A Dynamically Reconfigurable ECG Analog Front-End With a 2.5 x Data-Dependent Power Reduction

This paper presents a reconfigurable electrocardiogram (ECG) analog front-end (AFE) exploiting bio-signals' inherent low activity and quasi-periodicity to reduce power consumption. This is realized by an agile, on-the-fly dynamic noise-power trade-off performed over specific cardiac cycle regions guided by a least mean squares (LMS)-based adaptive predictor leading to similar to 2.5 x data-dependent power savings. Implemented in 65 nm CMOS, the AFE has tunable performance exhibiting an input-referred noise ranging from 2.38 - 3.64 mu V-rms while consuming 307 - 769 nW from a 0.8 V supply.
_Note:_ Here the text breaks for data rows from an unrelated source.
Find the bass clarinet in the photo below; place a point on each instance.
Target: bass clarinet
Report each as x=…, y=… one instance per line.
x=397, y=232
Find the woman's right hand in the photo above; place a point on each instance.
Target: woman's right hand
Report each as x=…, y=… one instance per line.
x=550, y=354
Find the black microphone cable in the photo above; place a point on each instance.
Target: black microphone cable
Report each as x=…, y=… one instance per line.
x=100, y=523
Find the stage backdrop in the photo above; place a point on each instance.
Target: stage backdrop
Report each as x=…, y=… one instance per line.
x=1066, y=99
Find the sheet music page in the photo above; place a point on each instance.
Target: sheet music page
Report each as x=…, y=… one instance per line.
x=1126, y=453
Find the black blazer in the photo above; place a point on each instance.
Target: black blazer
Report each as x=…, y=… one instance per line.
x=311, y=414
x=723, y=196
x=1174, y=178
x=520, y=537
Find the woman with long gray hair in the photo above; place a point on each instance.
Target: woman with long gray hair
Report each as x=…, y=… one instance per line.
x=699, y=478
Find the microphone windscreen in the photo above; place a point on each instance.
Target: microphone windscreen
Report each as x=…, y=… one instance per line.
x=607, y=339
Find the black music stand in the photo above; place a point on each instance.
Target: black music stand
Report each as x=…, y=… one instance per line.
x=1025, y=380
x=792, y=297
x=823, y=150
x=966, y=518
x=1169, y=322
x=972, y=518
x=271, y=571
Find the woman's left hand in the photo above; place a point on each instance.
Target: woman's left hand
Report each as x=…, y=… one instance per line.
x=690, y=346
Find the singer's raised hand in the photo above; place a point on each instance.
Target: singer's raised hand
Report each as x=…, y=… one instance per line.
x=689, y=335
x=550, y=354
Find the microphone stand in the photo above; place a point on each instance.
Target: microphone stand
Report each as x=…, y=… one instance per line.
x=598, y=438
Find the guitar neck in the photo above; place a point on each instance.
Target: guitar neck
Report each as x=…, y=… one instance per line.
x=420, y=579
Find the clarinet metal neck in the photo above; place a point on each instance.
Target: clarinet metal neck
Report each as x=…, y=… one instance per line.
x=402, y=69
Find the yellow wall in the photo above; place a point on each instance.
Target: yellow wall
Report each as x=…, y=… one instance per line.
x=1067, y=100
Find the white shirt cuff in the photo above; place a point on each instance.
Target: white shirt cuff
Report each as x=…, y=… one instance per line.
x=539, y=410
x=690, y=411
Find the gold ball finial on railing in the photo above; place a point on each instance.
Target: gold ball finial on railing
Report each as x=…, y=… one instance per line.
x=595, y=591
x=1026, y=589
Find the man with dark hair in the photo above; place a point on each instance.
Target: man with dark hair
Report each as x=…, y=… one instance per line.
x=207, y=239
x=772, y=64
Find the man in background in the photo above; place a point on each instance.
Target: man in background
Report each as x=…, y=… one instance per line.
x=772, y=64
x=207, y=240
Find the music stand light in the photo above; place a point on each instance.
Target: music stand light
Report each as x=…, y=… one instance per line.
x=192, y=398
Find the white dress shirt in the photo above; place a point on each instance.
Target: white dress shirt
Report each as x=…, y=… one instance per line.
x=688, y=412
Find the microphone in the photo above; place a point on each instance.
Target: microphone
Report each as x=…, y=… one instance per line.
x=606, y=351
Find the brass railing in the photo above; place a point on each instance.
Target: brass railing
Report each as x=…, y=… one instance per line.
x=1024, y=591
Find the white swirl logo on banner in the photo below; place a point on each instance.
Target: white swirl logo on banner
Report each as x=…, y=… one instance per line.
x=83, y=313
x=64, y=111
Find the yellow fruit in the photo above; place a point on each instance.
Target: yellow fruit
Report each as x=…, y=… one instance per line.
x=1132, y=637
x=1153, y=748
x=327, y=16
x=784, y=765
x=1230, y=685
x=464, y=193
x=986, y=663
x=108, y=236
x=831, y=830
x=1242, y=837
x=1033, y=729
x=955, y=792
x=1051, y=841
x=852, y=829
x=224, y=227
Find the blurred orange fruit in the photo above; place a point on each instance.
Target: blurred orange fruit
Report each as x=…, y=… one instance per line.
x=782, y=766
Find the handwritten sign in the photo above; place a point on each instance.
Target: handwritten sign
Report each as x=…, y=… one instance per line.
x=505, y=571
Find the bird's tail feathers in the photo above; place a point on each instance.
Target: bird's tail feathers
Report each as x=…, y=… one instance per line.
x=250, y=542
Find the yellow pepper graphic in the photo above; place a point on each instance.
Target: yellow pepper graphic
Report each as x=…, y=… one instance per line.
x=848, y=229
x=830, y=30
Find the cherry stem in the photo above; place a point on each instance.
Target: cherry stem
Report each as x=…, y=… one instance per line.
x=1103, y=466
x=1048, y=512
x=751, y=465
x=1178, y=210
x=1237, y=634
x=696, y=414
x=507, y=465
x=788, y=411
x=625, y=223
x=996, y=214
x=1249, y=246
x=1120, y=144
A comprehensive system performance verification was performed using ECG records from standard databases to establish the feasibility of the proposed predictor-based approach for power savings without compromising the system's anomaly detection capability or ability to extract pristine ECG features.

Automated summary

This paper introduces a reconfigurable ECG analog front-end that reduces power consumption by exploiting the low activity and quasi-periodicity of bio-signals. By performing a dynamic noise-power trade-off, significant data-dependent power savings were achieved. Implemented in 65 nm CMOS, the system maintains tunable performance while improving energy efficiency.